Nella sua visuale spiccavano le ginocchia di Hannah, fasciate da un paio di pantaloni troppo ben stirati per aver sopportato un intero viaggio in macchina.
Vanessa continuò a sbattere le palpebre fino a quando le voci che ripetevano il suo nome non divennero più distinte.

“Vanessa? Riesci a sentirmi?” le stava chiedendo Mr. Harrison, ma solo al terzo tentativo Vanessa riuscì ad annuire, sollevata che il suo corpo ricominciasse piano piano ad appartenerle.

“Era già successo qualcosa di simile?”
Vanessa non aveva la forza di rispondergli, ma si rese conto che la domanda non era rivolta a lei, perché fu Hannah a rispondere.

“No, mai. Ma non ha mai usato i suoi poteri dopo la prima volta e i suoi ricordi di quella giornata sono ancora confusi.”

No, non è vero, rivedo ogni singolo secondo come se lo stessi vivendo ancora adesso, avrebbe voluto dire, ma tutta la forza che aveva in corpo era accumulata con il solo obiettivo di riuscire ad alzarsi dal pavimento.

“Cos’è successo?”

“Mi dispiace Vanessa, devo aver cercato troppo in fretta un’affinità diversa e la tua magia ha reagito per proteggerti.”

“La mia magia… ha reagito?” chiese, cercando di schiarirsi la gola secca. Una mano apparve dal nulla e le porse un bicchiere di plastica pieno di acqua, che Vanessa afferrò e bevve tutto in un sorso. Il movimento le fece girare la testa, ma l’acqua fresca fu un sollievo per la sua gola.

“Esatto, probabilmente il contatto con la mia magia ti ha spaventata e la tua magia ha cercato di proteggerti dall’attacco buttandomi fuori.”

“Io ho cercato di non oppormi, ma era diventato troppo, tutte quelle emozioni erano…”

“Emozioni?” chiese Hannah, porgendo una mano a Vanessa per aiutarla a rialzarsi.

Vanessa non la prese, ma cercò comunque di rimettersi in piedi appoggiandosi alla scrivania, rincuorata quando le gambe la sorressero.

“Sì, era come se tutte le mie emozioni fossero amplificate, come se…”, scrollò le spalle, incapace di trovare delle parole che potessero spiegare quello che aveva provato, “… non lo so, come se fossero diventate troppo. E facevano male, per questo mi sono ritratta”.

Vanessa notò lo sguardo che si scambiarono Hannah e Mr.

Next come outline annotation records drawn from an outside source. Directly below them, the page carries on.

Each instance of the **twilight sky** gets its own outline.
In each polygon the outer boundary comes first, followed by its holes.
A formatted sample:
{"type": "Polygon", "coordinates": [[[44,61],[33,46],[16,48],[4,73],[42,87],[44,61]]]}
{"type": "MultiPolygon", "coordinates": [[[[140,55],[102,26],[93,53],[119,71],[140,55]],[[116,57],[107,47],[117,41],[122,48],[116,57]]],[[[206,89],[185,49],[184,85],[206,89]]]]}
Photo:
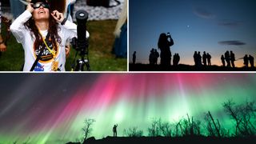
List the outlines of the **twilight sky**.
{"type": "MultiPolygon", "coordinates": [[[[130,0],[129,62],[137,51],[137,62],[149,63],[150,50],[158,48],[160,34],[167,32],[180,63],[194,65],[194,51],[210,53],[211,63],[218,66],[226,50],[236,59],[246,54],[256,58],[255,6],[254,0],[130,0]]],[[[242,66],[243,61],[235,64],[242,66]]]]}
{"type": "MultiPolygon", "coordinates": [[[[210,110],[222,126],[233,122],[222,104],[255,101],[255,74],[0,74],[0,143],[65,142],[82,136],[118,135],[138,126],[147,135],[153,118],[177,122],[210,110]]],[[[230,128],[232,130],[232,127],[230,128]]]]}

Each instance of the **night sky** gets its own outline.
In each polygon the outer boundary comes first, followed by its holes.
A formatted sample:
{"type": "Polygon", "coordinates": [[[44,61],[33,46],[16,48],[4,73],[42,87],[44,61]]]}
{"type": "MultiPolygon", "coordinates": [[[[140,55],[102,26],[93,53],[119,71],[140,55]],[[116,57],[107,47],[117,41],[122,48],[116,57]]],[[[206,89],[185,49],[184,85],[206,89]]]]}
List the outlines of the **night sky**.
{"type": "MultiPolygon", "coordinates": [[[[194,65],[194,51],[210,53],[218,66],[226,50],[236,59],[256,58],[255,7],[254,0],[130,0],[130,62],[137,51],[137,62],[149,63],[150,50],[167,32],[174,42],[172,55],[178,53],[182,64],[194,65]]],[[[243,61],[235,64],[242,66],[243,61]]]]}
{"type": "Polygon", "coordinates": [[[94,118],[92,135],[118,136],[138,126],[147,135],[153,118],[202,120],[210,110],[234,125],[222,104],[256,100],[255,74],[1,74],[0,143],[65,143],[94,118]]]}

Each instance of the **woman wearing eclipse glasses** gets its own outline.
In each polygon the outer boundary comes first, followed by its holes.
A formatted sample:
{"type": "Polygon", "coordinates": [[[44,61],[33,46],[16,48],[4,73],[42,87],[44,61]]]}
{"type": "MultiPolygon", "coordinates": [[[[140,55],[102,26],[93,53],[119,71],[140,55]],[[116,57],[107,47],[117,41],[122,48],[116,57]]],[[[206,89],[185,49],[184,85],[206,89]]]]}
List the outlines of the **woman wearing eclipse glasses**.
{"type": "Polygon", "coordinates": [[[65,70],[66,42],[77,37],[77,26],[50,6],[46,0],[31,0],[10,26],[24,49],[23,71],[65,70]]]}

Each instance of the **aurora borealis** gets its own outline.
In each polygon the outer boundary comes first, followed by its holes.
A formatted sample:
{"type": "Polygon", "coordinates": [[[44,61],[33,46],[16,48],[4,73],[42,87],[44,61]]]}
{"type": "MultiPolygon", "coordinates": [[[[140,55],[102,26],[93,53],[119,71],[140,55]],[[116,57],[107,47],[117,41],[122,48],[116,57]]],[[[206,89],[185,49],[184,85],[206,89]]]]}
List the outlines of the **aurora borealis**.
{"type": "Polygon", "coordinates": [[[233,125],[222,104],[256,100],[253,73],[0,74],[0,143],[65,143],[94,118],[91,136],[118,136],[138,126],[147,135],[152,118],[196,119],[210,110],[233,125]]]}

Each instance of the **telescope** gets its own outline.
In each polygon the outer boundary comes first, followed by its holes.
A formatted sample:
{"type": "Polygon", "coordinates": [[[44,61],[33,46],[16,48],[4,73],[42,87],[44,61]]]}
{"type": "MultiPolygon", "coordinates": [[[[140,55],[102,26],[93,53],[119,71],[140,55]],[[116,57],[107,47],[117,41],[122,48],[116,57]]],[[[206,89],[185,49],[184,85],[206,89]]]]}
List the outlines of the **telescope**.
{"type": "MultiPolygon", "coordinates": [[[[89,42],[86,38],[86,22],[88,19],[88,13],[85,10],[80,10],[76,12],[75,17],[78,23],[78,38],[72,39],[72,46],[78,52],[80,52],[79,55],[81,58],[77,60],[77,65],[72,66],[72,71],[83,71],[84,66],[86,66],[87,70],[90,71],[89,63],[89,42]]],[[[76,55],[77,55],[76,54],[76,55]]]]}

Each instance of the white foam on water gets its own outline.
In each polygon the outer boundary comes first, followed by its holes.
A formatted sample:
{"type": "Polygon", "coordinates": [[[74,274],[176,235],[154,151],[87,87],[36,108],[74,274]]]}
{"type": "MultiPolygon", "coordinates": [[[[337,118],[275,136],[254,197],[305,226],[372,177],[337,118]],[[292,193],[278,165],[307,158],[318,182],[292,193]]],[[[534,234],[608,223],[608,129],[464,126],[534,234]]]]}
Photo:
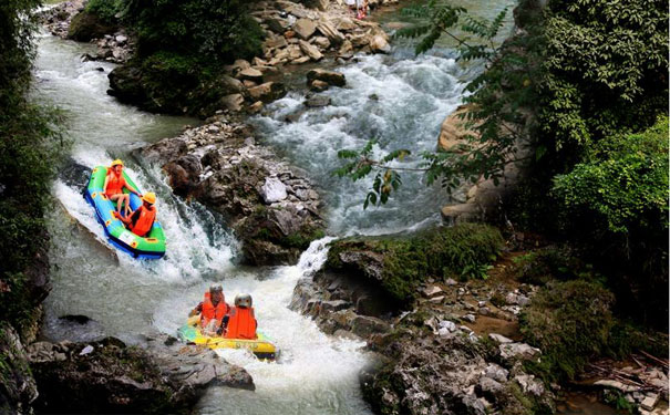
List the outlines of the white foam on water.
{"type": "MultiPolygon", "coordinates": [[[[280,359],[268,363],[247,351],[217,351],[249,372],[256,391],[210,388],[198,406],[202,414],[369,413],[358,388],[359,372],[369,363],[361,351],[364,342],[328,336],[312,320],[288,309],[296,282],[321,268],[332,239],[313,241],[296,266],[268,269],[260,279],[243,272],[221,281],[228,303],[238,293],[251,294],[259,330],[280,349],[280,359]]],[[[200,283],[166,299],[154,315],[155,325],[174,334],[207,288],[200,283]]]]}

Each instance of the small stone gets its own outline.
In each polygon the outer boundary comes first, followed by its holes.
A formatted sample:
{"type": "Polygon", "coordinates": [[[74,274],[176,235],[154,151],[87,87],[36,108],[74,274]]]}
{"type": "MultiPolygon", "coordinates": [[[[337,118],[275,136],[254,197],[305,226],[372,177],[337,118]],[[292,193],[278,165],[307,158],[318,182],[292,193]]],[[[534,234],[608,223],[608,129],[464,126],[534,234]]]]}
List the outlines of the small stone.
{"type": "Polygon", "coordinates": [[[648,393],[647,396],[642,400],[640,406],[647,411],[653,409],[656,404],[658,403],[659,395],[656,393],[648,393]]]}
{"type": "Polygon", "coordinates": [[[315,34],[317,30],[317,24],[309,19],[298,19],[296,23],[293,23],[293,31],[302,39],[308,40],[315,34]]]}
{"type": "Polygon", "coordinates": [[[83,356],[84,354],[89,354],[91,352],[93,352],[93,346],[89,344],[87,346],[85,346],[84,349],[82,349],[81,352],[79,352],[79,355],[83,356]]]}
{"type": "Polygon", "coordinates": [[[260,189],[260,196],[267,205],[284,200],[288,197],[286,185],[276,177],[267,177],[260,189]]]}
{"type": "Polygon", "coordinates": [[[313,92],[323,92],[326,90],[328,90],[328,83],[323,82],[323,81],[319,81],[319,80],[313,80],[310,84],[309,84],[309,89],[313,92]]]}
{"type": "Polygon", "coordinates": [[[474,323],[477,318],[474,314],[465,314],[461,319],[474,323]]]}
{"type": "Polygon", "coordinates": [[[237,77],[252,82],[262,82],[262,72],[254,68],[247,68],[239,71],[237,77]]]}
{"type": "Polygon", "coordinates": [[[435,297],[436,294],[441,293],[442,289],[437,286],[429,286],[429,287],[424,288],[423,290],[421,290],[421,292],[423,293],[424,297],[431,298],[431,297],[435,297]]]}
{"type": "Polygon", "coordinates": [[[256,101],[254,104],[247,107],[249,114],[258,114],[262,110],[262,101],[256,101]]]}
{"type": "Polygon", "coordinates": [[[488,338],[494,342],[498,342],[501,344],[513,343],[512,339],[507,339],[504,335],[497,333],[488,333],[488,338]]]}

Harrison ma non aveva la forza di provare a decifrarlo, perciò aspettò.

“D’accordo,” disse infine l’uomo, “direi di concludere qui questa sessione. Cercherò di andare a fondo della situazione, ma non credo sarebbe saggio ritentare. Nei prossimi giorni ti chiederò di tornare qui per… ti sanguina il naso” si interruppe, allungandosi verso la scrivania.
Vanessa si sporse in avanti e portò una mano al naso, in tempo per sentire la prima goccia di sangue scenderle sulle labbra. Da piccola le sanguinava sempre il naso nei momenti meno opportuni, come la festa di compleanno di Tamara alla quale sua madre aveva deciso di mandarla con un vestito bianco che non erano mai riuscite a smacchiare. Ma nel tempo si erano fatte sempre più rade le occasioni fino a far sparire quel ricordo dalla sua memoria.
Quando Mr. Harrison le porse un fazzoletto, Vanessa si tamponò il naso e cercò di sopprimere una risata isterica.
Come primo giorno a Omaville non poteva chiedere di meglio.